Depending on the kind of self-employment retirement plan you choose, you can make deductible contributions to it each year of 13% to 20% of your self-employed income. Some plans that can be used by people who own their own businesses are the simplified employee pension plan and the Keogh plan. Under the Keogh plan, also known as the money purchase arrangement, you are allowed to contribute up to 20% of your income per year. Under the simplified employee pension plan and the profit sharing Keogh plan, the contributions are limited to 13% of your income per year. Keep in mind, if you employ people, you also have to make contributions to their retirement plans.
The deadline for the setup and deposit of a Keogh plan is December 31st. For the SEP, the deadline is the date you file your tax return. If you file for an extension for your tax return, the deadline for your simplified employee pension plan may be the deadline of your extension.

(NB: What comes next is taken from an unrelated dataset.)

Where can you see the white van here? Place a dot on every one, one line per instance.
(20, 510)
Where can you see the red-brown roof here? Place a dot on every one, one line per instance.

The maximum contribution for money purchase arrangements is $30,000. The maximum contributions for profit sharing and SEP plans is $24,000. There is also another type of Keogh plan, known as a benefit defined plan, that carries with it a maximum yearly contribution of up to $130,000. This amount will be increased with inflation each year. The point of this type of plan is to have a retirement distribution equal to your current income.
The scope of this article was to familiarize you with the basic type of retirement plans available to those whom are self-employed. Now that we have acquainted you with the simplified employee pension plan, the money purchase arrangement, profit sharing and benefit defined Keogh plans, it is up to you to decide which most accurately reflects your needs.